May 6, 1966 - Time Magazine - "THE CRYING OF LOT 49, by Thomas Pynchon (Lippincott; 183 pages; $3.95), the author of V., is a metaphysical thriller in the form of a pornographic comic strip. The heroine, a girl named Oedipa Maas, one day finds her "Chevy parked at the center of an odd, religious instant. A revelation trembled just past the threshold of her understanding, a hieroglyphic sense of concealed meanings, of an intent to communicate." She pursues the revelation, and finds herself involved with a mysterious organization named Tristero."

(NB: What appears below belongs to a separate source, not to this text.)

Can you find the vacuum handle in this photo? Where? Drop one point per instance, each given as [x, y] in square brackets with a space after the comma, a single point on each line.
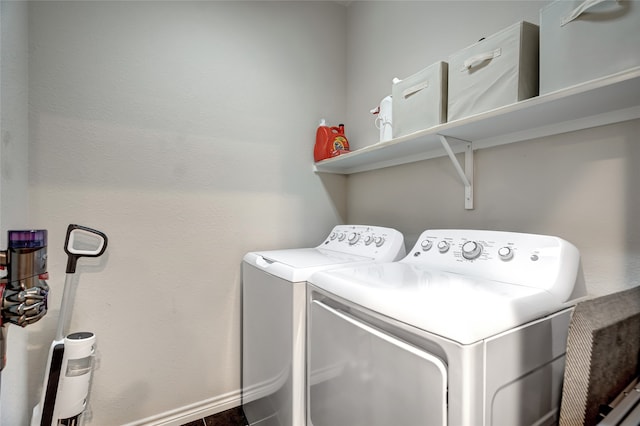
[83, 242]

May 1, 1966 - The New York Times - Richard Poirier: "Thomas Pynchon's second novel, "The Crying of Lot 49," reads like an episode withheld from his first, the much-acclaimed "V.," published three years ago. Pynchon's technical virtuosity, his adaptations of the apocalyptic-satiric modes of Melville, Conrad, and Joyce, of Faulkner, Nathanael West, and Nabokov, the saturnalian inventiveness he shares with contemporaries like John Barth and Joseph Heller, his security with philosophical and psychological concepts, his anthropological intimacy with the off-beat — these evidences of extraordinary talent in the first novel continue to display themselves in the second. And the uses to which he puts them are very much the same."